NanoFATE newsletters

NanoFATE published six newsletters that were praised as highly readable and informative. In each issue, “Our Work” presented the science and progress in simple, direct language with many illustrations. NanoFATE newsletters can be used at secondary school, undergraduate and graduate level to awaken interest and to convey the interdisciplinary approach to studying nanomaterials, fate assessment, and toxicity in the environment. (There is even a rubric entitled “Our Jargon Explained”.) 

Professionals will enjoy reviewing the state of the art of 2010-14 and identifying the milestone findings by this major FP7 project, ranging from particle chemistry and fate, through ecotoxicology and bioavailability, to integrated risk assessment. “Meet Us Here” and “We Were There” will bring back the busy European and international meeting agenda of the time.

Each newsletter includes “Our People” presenting senior lights in the field (35 experts from 12 institutes), and the 19 brilliant up-and-coming early career researchers who were nurtured by NanoFATE.

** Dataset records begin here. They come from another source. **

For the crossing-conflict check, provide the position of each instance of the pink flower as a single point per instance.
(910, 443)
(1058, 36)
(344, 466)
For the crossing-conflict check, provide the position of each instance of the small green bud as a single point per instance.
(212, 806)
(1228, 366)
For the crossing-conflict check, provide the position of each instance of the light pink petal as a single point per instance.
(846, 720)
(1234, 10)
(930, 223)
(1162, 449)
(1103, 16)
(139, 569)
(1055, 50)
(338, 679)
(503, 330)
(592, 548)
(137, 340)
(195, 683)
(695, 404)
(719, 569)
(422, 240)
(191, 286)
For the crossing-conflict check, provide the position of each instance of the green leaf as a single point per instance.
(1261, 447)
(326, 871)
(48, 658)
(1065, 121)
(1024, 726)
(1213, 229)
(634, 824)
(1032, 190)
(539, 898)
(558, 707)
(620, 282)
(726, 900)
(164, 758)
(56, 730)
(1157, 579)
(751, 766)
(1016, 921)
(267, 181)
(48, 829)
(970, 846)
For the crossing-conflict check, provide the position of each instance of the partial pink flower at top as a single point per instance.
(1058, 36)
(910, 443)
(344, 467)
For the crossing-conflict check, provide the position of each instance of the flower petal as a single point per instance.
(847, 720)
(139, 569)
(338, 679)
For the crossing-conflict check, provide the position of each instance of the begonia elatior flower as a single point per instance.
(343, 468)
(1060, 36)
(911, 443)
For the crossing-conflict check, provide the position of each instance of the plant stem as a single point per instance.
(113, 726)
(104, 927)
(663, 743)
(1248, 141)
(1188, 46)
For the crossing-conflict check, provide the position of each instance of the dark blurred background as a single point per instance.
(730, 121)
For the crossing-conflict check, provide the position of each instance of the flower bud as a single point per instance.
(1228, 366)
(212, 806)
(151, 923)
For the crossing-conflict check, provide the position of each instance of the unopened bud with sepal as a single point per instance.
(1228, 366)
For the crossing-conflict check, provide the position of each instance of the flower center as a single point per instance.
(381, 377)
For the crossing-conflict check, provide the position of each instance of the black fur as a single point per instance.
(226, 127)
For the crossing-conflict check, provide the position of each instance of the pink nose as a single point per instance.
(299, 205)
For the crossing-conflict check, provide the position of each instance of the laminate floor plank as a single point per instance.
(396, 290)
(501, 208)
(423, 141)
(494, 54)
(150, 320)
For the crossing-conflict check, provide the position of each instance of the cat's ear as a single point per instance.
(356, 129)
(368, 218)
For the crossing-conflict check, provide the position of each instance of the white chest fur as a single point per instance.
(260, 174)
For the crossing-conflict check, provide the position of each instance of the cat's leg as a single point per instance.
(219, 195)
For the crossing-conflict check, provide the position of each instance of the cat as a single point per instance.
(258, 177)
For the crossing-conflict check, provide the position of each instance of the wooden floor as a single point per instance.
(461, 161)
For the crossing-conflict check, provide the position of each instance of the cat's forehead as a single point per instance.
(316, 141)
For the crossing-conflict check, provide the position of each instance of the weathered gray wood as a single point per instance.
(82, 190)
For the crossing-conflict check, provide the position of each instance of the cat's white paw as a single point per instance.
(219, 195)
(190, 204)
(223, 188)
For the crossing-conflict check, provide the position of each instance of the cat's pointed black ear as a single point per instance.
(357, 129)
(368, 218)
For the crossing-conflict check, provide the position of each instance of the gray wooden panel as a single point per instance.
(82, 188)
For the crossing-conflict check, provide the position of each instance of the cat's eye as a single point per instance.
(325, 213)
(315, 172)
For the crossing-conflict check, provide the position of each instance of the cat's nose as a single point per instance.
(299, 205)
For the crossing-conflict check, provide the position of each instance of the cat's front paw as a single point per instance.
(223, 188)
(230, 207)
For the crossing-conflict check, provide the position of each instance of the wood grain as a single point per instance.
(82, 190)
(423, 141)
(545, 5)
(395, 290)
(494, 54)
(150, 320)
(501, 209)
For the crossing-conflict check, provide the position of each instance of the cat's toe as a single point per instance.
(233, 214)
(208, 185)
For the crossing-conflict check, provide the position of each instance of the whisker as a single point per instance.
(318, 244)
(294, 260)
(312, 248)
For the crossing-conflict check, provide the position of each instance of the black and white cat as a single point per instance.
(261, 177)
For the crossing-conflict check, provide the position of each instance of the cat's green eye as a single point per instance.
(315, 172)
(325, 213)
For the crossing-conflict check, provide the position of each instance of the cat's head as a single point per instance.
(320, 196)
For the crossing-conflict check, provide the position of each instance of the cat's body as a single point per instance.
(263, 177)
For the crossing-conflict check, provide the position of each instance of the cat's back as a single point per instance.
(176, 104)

The letters were prepared by Claire Mays and Nina Schneider of Institut Symlog de France, with support by coordinators Claus Svendsen and Dave Spurgeon as well as Lee Walker, all of CEH.


Newsletter 1 – December 2010

Nanoparticle Fate Assessment and Toxicity in the Environment

Newsletter 2 – Summer 2011

Learning in Our First Year

Newsletter 3 – Updated special 18-month issue, Winter 2012

18 Down, 30 to Go

Newsletter 4 – Autumn 2012

Our Puzzle Pieces Are Coming Together – This issue is particularly appropriate for a wide readership, querying NanoFATE as a “Mission Impossible”, examining integrative risk mapping, and recounting how we learn from tiny wildlife about ecosystem health.

Newsletter 5 – Winter 2013-14

The Foundations Are Laid – Contains the 5 Big Questions that NanoFATE replied to, with associated rules of thumb. See also the regulatory and research Advice Notes generated by the project.

Newsletter 6 – November 2014

From Fundamental Questions to IMPACT – Summarises NanoFATE work and findings in a nutshell.